Activities have been held under a project for LGBT children and teens in Ho Chi Minh City, Can Tho City, and An Giang province, helping them access educational, health care, and social services.

“The project provided the gender diversities knowledge, enable a safe environment for LGBT+ youths, which helped them to explore themselves and orient their development in the future,” shared Dang Quoc Phong – Leader of the S-Red CBOs group in Can Tho City at a closing workshop “LGBT children and youth in Vietnam have access to education, health, and social services."

At the meeting to close the project.
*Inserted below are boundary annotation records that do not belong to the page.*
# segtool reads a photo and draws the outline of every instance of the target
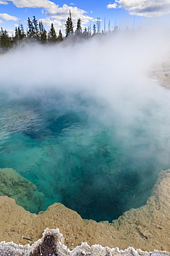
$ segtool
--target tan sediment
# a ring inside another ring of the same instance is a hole
[[[159,84],[167,89],[170,89],[170,64],[165,62],[156,67],[151,73],[152,77]]]
[[[89,246],[99,244],[120,249],[132,246],[169,252],[170,170],[162,172],[145,205],[125,212],[112,223],[83,220],[61,203],[36,215],[8,196],[0,197],[0,241],[32,244],[41,237],[46,228],[58,228],[70,248],[87,241]]]

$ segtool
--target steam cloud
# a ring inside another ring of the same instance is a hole
[[[169,35],[160,30],[120,32],[50,46],[23,45],[0,56],[1,95],[8,95],[9,102],[39,100],[43,109],[59,97],[61,111],[78,109],[80,116],[85,112],[92,134],[96,127],[114,129],[117,143],[131,152],[134,162],[156,158],[158,172],[170,164],[170,94],[150,73],[168,60],[169,50]],[[59,105],[54,109],[56,115]],[[28,123],[33,113],[29,115]],[[110,136],[111,143],[115,138]],[[133,163],[129,160],[125,165],[123,179]],[[147,174],[141,169],[138,179]],[[108,188],[110,179],[96,176],[97,188]]]

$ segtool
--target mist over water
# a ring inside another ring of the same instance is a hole
[[[170,91],[149,77],[169,56],[160,31],[22,46],[0,56],[0,167],[83,218],[146,203],[170,167]]]

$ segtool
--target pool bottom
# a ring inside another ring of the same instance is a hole
[[[162,171],[147,204],[131,209],[111,223],[83,220],[76,212],[54,203],[39,214],[1,196],[0,241],[32,244],[41,237],[46,228],[59,228],[70,248],[87,241],[89,246],[118,247],[152,251],[170,250],[170,170]],[[30,240],[28,240],[30,239]]]

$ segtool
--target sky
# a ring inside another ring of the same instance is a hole
[[[33,15],[42,21],[48,31],[53,23],[56,33],[65,31],[71,10],[74,28],[81,18],[83,30],[100,20],[100,30],[142,29],[162,22],[170,27],[170,0],[0,0],[0,26],[9,35],[19,24],[27,28]]]

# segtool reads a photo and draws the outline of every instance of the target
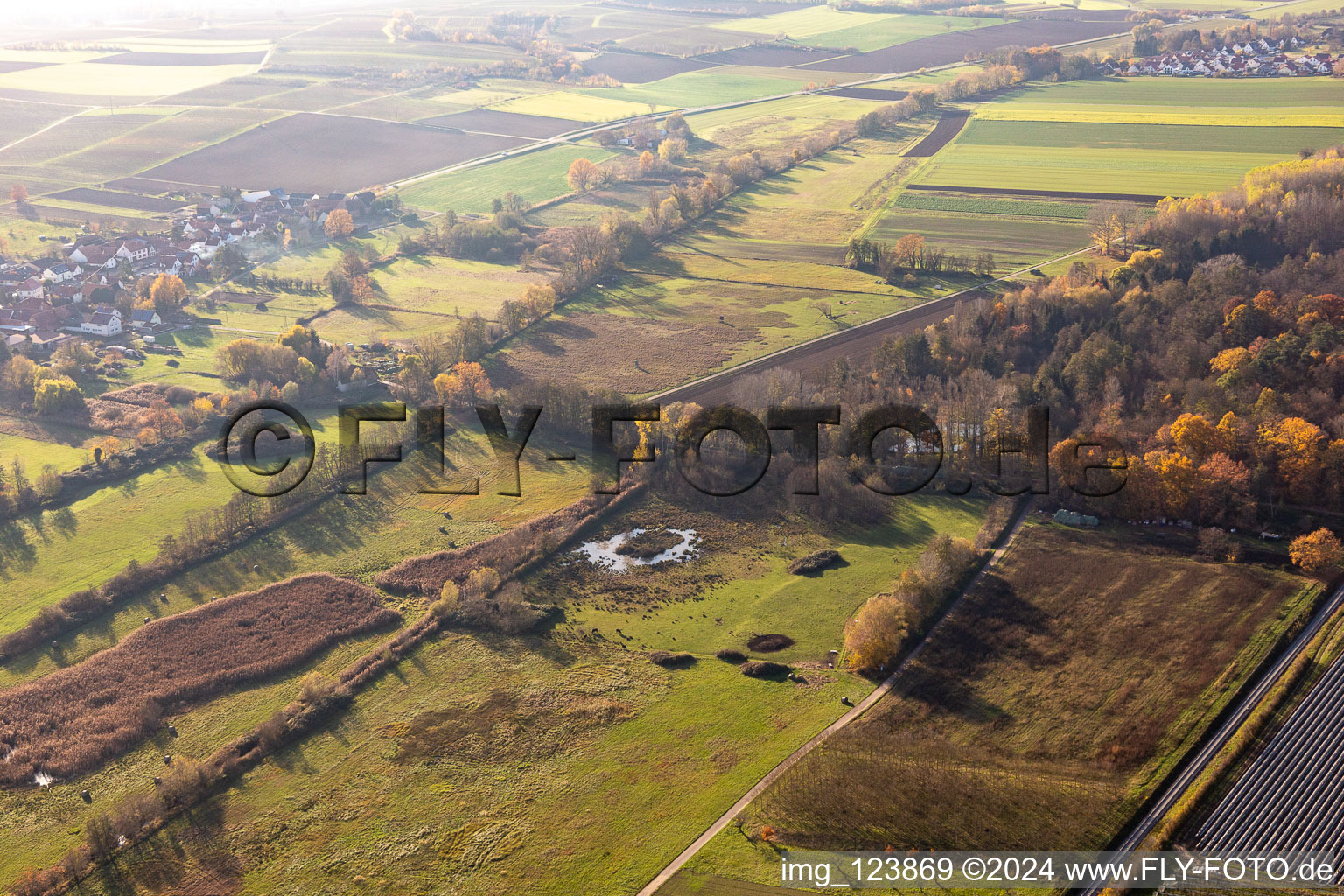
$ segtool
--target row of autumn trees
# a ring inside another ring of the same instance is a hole
[[[1154,249],[1106,275],[1078,263],[958,305],[888,340],[870,369],[832,371],[821,394],[941,408],[945,438],[966,442],[966,457],[993,449],[999,418],[1011,429],[1027,406],[1047,406],[1056,438],[1101,433],[1126,446],[1124,489],[1087,502],[1122,519],[1251,528],[1277,505],[1339,508],[1340,152],[1164,200],[1142,236]]]
[[[246,383],[258,394],[278,390],[286,402],[333,391],[349,382],[353,369],[344,348],[301,324],[271,341],[235,339],[219,349],[216,363],[224,379]]]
Photo: Save the Children in Vietnam

According to the estimate of the Institute for Studies of Society, Economics and Environment (iSEE), about 600,000 LGBT youths and children experienced severe hostility at home, in their community, and in society, exposing them to risks of mental stress, homelessness, sexually transmitted infections (STIs) and HIV/AIDS, violence, and poverty among others.

From 2019 to 2022, sponsored by the Norwegian Organization for Sexual and Gender Diversity (FRI) and its partner, Save the Children implemented the project “LGBT children and youth in Vietnam have access to education, health, and social services” in three locations in Ho Chi Minh City, Can Tho City, and An Giang province.

After four years of implementation, the project has achieved many positive impacts for LGBT+ youths, which reached more than 1,112 LGBT+ youths and 1523 professional social workers, medical staff, Women’s union officers, the Youth Unions, and government officers.

They had improved their capacity and changed points of view, expanded the network, and implemented many collaborative activities.

At a workshop on sharing experiences of local clubs of parents, families, and friends of lesbians and gays (PFLAG) in Can Tho City. Photo: VNT

In addition, the project supported the development of friendly service models and non-discrimination environments for LGBT+ children and youth in psychological counseling centers, schools, and medical clinics.

Especially, with the establishment of the Network of Community-based Organizations (CBOs) in Mekong Delta – the first young LGBT+ community network in the region with clear regulations and orientation which included 12 CBOs from nine provinces in Mekong Delta actively worked and connected to contribute to development toward positive changes for LGBT+ children and youths.

At the workshop, Le Thi Thanh Huong, country director of Save the Children in Vietnam affirmed the ending of the project also opened up a new cooperative opportunity.

She believes that the long-term results will be continued to maintain and ensure children’s rights in Vietnam, including LGBT+ children.